In Israel, these types of proceedings take the form of a "mini-trial". Unlike many jurisdictions, where brief written submissions are filed and a ruling is then handed down, the system in Israel requires the submission of written pleadings, evidence, counter-evidence, a 1-day trial for cross-examination of witnesses, and then a summation of arguments. Only then will the tribunal, in due course, issue its ruling.
This format results in costs which are often significantly higher than in jurisdictions which rule on the basis of brief, written pleadings. This, in turn, deters some local trademark owners, and even some companies from outside Israel, from exercising their rights to oppose and cancel confusingly similar marks. So, a significant proportion of such proceedings involve larger, international companies.
Ultimately, these parties must then send whichever of their senior managers delivered the affidavit enclosing their evidence, to the 1-day trial before the tribunal. This has often been inconvenient, to say the least, and has sometimes resulted in a reticence to undertake the proceedings in the first place, or in abandonment of otherwise justified action.

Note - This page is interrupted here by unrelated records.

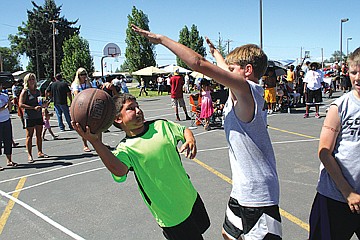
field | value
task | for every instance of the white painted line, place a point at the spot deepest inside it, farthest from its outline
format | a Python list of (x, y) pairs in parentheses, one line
[(56, 179), (42, 216), (50, 170)]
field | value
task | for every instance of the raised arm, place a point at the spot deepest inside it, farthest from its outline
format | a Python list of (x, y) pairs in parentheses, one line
[(195, 61), (217, 55)]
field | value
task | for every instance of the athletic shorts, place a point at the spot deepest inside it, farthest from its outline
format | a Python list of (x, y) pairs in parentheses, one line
[(331, 219), (33, 122), (252, 222), (177, 102), (270, 95), (193, 227), (314, 95)]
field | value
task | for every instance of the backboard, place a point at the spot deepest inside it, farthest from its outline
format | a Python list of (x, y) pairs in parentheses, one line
[(111, 50)]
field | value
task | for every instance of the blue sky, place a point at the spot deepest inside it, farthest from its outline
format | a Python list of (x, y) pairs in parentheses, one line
[(288, 26)]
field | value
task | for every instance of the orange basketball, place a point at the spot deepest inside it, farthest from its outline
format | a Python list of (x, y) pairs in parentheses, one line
[(94, 108)]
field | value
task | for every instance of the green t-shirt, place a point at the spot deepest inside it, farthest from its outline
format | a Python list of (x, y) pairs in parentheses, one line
[(163, 183)]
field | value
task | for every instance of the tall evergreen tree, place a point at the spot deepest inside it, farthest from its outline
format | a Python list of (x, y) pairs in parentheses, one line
[(139, 51), (192, 40), (76, 54), (35, 36), (10, 60)]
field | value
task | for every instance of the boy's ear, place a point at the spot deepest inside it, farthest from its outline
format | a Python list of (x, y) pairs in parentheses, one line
[(118, 119), (248, 70)]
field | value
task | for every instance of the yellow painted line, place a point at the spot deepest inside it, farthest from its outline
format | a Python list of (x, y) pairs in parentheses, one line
[(294, 133), (295, 220), (283, 213), (11, 203)]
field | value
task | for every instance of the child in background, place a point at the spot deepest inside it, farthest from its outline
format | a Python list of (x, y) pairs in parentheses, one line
[(207, 109), (47, 126)]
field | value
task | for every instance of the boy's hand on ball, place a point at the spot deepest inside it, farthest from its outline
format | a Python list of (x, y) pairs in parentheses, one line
[(85, 134)]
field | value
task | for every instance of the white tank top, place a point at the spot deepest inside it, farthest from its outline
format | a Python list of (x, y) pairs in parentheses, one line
[(346, 149), (252, 159)]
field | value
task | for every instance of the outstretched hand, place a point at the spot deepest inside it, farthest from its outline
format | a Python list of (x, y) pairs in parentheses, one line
[(189, 147), (152, 37), (211, 46)]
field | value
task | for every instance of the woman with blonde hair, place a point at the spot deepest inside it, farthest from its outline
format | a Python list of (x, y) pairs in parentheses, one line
[(29, 101), (80, 83)]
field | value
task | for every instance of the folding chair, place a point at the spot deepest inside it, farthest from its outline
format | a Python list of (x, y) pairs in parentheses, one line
[(195, 105)]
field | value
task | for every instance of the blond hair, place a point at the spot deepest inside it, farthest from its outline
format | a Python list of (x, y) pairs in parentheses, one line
[(78, 73), (249, 54), (26, 79), (354, 58)]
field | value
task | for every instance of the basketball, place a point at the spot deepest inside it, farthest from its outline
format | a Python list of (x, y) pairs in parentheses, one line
[(94, 108)]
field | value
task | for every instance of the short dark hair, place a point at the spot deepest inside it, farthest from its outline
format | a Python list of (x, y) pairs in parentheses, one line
[(119, 103), (58, 76)]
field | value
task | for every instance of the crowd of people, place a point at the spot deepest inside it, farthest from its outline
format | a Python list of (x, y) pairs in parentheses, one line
[(252, 210)]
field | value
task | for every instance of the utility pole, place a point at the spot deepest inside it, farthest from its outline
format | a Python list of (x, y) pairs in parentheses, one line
[(228, 43), (219, 40), (1, 65), (54, 48)]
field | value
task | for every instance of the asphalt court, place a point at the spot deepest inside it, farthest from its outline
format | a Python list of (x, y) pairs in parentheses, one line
[(71, 195)]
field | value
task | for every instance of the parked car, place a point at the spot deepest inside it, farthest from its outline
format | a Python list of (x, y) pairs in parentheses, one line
[(7, 80)]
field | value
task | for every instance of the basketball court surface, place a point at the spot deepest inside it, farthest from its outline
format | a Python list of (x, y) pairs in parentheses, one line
[(71, 195)]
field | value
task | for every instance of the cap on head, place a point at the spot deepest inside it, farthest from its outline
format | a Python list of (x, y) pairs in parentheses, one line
[(176, 71)]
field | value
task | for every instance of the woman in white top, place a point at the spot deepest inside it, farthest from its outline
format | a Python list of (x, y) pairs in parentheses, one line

In February 2021, new regulations were proposed, in an effort to streamline these matters. Under the new proposals, the ITO tribunal would have the right to suggest that some hearings, at which testimony does not need to be heard, could be via video-conference. They would also be able to order that a hearing, at which testimony does need to be heard, could likewise be via video-conference, if the witness agrees to this, and would find it hard to attend the hearing in person, and if the testimony is essential, and if there is no legal bar to this, in the country from which the witness would deliver the testimony. The parties would be able to object to such proposals, but the tribunal would have the final say.
These new regulations have not yet been enacted, but there is nevertheless evidence that the ITO tribunal, even now, is showing increased willingness to allow testimony and cross-examination via video-conference, whereas in the past this was rarely allowed.